Note that the Public Religion Research Institute study referenced here dates back to 2011, so we're not exactly talking about stop-the-presses news. And we should hardly be surprised by the kink in the findings that, as Jones puts it,
the friends and family effect is considerably more muted among Republicans. The friends and family gap among Republicans, who are much more opposed to same-sex marriage and significantly less likely than other Americans to report having a close friend or family member who is gay or lesbian, is only 10 points, compared to 23 points among independents and 39 points among Democrats.
Well, my goodness, people whose minds have been more thoroughly permeated by ignorance and hate have a harder time shaking free of its influence! It's hardly any wonder then, that when Republicans like the monstrous Cheneys, "Big Dick" and Lynne, have chinks in their armor of unremitting hatefulness and evil on the subject of same-sex affinities, no doubt attributable to their experience of adjusting to their daughter Mary's well-known same-sex affinity, they can be dismissed as people who care only about their own.

And I don't think this dismissal should be dismissed. In Senator Rob's public statements to date, it's hard to see much enlightenment beyond the desire not to see his son tarred with the brush that has been traditionally used on homosexuals generally. As Howie pointed out, his record on matters LGBT-related which he's had occasion to cast votes on is dreadful, and doesn't appear to have gotten ay less dreadful in the two years during which he's been chewing over young Will's revelation.

And this is why I'm withholding official approval of Senator Rob's volte-face. (Howie and I had a high school history teacher who loved to use the word volte-face. He seemed to manage to work it into just about every class.)

I want to see him do, or hear him say, one more thing that indicates he actually understands the issues he's stumbled into, and actutally believes what he seems to be saying.

HERE'S ONE SUGGESTION: HE COULD
SIGN ON AS A CO-SPONSOR OF ENDA

I noticed, for example, that in the obvious follow-up questions Senator Rob had thrown at him, for which despite their obviousness he seemed wholly unprepared, he responsed with tortured variations on "no comment" or "mind you own beeswax." Like questions about any actions he might take as a result of his newfound understanding of the unfairness of denying same-sex couples the right to marry. As far as I could tell, that new understanding doesn't seem to extend to any foreseeable legislative support or vote.
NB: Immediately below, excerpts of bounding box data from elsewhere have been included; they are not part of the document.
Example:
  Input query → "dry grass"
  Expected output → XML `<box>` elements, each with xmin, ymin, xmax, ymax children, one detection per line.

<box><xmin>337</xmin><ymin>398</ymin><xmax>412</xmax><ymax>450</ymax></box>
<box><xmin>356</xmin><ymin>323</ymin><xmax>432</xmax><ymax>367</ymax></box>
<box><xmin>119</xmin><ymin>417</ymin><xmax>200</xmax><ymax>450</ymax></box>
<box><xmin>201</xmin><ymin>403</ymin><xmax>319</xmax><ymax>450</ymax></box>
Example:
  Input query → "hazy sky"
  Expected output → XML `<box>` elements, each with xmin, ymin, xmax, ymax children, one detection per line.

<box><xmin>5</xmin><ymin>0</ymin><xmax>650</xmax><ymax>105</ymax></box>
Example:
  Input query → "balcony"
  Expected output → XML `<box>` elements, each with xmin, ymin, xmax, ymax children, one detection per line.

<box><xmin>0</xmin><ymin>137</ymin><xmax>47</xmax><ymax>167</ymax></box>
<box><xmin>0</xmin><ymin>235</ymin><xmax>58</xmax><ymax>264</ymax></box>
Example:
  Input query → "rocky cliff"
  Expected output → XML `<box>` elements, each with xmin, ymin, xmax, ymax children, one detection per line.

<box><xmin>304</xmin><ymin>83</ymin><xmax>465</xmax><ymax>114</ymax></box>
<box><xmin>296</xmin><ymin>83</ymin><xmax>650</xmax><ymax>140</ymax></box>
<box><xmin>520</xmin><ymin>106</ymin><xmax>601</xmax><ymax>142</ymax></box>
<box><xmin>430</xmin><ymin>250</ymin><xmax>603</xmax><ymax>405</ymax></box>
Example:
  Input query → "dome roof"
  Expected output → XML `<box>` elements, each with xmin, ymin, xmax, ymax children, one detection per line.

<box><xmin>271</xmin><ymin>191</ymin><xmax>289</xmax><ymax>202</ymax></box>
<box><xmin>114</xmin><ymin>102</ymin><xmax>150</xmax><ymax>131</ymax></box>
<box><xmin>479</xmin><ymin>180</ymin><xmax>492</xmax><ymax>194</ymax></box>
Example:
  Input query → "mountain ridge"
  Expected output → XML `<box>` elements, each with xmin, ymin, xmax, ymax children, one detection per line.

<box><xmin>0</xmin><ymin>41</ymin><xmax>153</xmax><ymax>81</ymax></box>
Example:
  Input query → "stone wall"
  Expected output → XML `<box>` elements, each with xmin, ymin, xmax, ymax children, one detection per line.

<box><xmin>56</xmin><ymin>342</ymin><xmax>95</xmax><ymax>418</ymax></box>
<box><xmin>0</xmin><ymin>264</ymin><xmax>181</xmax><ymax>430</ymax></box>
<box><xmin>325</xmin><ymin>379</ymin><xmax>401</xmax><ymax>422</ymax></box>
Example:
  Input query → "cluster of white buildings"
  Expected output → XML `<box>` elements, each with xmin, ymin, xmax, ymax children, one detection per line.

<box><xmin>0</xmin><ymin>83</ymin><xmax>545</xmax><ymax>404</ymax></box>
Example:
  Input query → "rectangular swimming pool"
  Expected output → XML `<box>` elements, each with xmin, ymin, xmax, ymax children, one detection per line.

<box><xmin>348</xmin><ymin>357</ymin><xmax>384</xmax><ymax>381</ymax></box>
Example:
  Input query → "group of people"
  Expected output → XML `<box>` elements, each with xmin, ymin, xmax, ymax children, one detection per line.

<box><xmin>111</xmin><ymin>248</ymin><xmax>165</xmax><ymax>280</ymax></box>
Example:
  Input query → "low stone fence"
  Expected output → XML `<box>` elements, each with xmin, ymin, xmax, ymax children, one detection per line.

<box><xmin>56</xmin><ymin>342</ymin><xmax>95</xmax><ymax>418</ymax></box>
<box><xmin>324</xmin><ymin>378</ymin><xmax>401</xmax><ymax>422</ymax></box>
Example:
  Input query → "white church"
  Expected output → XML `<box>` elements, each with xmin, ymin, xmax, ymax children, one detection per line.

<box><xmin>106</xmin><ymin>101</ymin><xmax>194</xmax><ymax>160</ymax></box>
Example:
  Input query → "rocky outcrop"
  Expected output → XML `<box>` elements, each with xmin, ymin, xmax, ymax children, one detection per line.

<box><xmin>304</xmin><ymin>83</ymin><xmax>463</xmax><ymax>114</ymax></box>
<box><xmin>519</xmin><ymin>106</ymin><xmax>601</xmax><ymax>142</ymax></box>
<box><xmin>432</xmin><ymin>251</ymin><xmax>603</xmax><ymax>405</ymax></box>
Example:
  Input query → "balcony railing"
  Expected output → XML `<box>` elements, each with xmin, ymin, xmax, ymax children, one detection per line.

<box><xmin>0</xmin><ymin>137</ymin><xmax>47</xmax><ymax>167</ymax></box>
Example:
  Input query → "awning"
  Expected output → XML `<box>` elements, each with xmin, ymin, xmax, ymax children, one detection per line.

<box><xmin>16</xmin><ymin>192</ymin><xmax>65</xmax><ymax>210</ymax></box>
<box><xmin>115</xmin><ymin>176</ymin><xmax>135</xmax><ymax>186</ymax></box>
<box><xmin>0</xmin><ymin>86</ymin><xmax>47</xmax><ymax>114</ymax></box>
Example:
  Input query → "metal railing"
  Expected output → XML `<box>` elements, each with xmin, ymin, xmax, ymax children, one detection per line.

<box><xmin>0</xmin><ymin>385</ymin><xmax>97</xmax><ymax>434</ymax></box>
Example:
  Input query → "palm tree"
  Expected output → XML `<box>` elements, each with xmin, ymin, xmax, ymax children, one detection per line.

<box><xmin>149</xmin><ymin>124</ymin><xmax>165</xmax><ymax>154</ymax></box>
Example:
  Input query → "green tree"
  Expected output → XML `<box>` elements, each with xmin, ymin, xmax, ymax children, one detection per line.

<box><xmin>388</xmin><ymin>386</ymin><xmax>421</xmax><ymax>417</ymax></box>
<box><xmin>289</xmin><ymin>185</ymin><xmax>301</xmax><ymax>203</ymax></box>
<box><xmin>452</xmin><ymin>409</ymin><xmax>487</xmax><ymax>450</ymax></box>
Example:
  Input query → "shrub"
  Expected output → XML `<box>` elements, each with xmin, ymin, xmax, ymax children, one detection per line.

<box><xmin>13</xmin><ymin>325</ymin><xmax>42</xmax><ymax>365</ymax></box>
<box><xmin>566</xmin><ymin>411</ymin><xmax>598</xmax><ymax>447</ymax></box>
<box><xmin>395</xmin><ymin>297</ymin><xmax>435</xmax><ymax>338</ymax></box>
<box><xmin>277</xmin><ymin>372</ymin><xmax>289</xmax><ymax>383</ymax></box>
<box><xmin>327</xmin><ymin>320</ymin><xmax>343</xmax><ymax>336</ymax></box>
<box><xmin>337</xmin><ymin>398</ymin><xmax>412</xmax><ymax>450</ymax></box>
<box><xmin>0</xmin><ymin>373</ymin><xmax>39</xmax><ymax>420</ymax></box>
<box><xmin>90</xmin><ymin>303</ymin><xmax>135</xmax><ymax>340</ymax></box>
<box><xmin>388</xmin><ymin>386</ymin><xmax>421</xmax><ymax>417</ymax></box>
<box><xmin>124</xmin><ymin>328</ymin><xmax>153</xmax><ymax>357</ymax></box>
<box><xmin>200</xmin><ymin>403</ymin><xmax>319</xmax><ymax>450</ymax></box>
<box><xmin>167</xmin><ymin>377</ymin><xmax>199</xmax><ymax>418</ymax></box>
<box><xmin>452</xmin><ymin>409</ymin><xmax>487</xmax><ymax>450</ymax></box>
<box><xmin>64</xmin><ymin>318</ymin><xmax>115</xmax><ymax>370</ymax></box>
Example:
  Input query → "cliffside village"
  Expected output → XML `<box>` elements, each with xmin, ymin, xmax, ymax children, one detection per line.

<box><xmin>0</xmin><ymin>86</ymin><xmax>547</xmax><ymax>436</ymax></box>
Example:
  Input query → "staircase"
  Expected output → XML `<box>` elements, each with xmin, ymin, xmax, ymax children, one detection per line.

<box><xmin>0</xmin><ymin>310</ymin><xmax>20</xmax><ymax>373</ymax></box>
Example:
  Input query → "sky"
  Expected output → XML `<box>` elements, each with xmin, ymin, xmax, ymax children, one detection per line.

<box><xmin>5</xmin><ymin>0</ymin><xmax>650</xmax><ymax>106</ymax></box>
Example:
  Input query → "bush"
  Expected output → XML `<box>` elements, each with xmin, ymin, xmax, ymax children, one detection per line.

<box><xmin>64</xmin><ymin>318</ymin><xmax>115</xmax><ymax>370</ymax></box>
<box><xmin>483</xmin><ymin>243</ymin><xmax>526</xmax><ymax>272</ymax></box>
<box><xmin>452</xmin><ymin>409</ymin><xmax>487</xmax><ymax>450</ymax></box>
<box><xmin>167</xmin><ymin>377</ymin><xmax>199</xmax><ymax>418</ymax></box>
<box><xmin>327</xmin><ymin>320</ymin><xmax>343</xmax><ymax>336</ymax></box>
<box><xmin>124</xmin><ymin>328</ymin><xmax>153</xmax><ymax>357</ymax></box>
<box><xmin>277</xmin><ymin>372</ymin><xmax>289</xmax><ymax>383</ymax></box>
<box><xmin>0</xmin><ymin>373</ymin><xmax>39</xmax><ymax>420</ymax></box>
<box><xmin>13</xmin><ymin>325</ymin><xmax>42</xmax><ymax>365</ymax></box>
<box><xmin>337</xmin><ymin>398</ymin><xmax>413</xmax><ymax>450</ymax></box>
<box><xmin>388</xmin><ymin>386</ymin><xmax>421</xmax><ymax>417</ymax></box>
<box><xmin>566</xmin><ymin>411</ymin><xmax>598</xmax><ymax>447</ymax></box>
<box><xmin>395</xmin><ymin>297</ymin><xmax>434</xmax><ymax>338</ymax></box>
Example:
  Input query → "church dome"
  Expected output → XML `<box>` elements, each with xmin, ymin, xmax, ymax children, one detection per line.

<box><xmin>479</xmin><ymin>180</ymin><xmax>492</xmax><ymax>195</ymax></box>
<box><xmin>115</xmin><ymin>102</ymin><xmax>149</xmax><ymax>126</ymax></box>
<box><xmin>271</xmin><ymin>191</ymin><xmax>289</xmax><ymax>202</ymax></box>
More important, it doesn't seem to extend to anything except the issue of same-sex marriage. So while the senator seems to want Will to have the right to marry the right man, should he come along, he doesn't seem at all concerned about Will being subject to discrimination in employment or housing, about the ease with which in most states he can be fired just for being gay, or denied the right to rent or buy a home. One could be cynical and say, why the hell should he worry about the son of a U.S. senator being subject to abuse in the workplace or in the housing market?

I don't think I'm asking for much: just one more thing. He could, for example, announce that he has signed on as a co-sponsor of ENDA, the proposed federal Employment Non-Discrimination Act -- and in an all-LGBT-inclusive version. No doubt, in Senator Rob's world, what he's done is an act of great courage. I'm merely pointing out that Senator Rob's world isn't the real one. And in the real world, what he's done so far doesn't count for much. Just look how little he would have to do for me to officially declare that he's not a no-guts cookie-cutter right-wing nonentity, he's a low-guts one.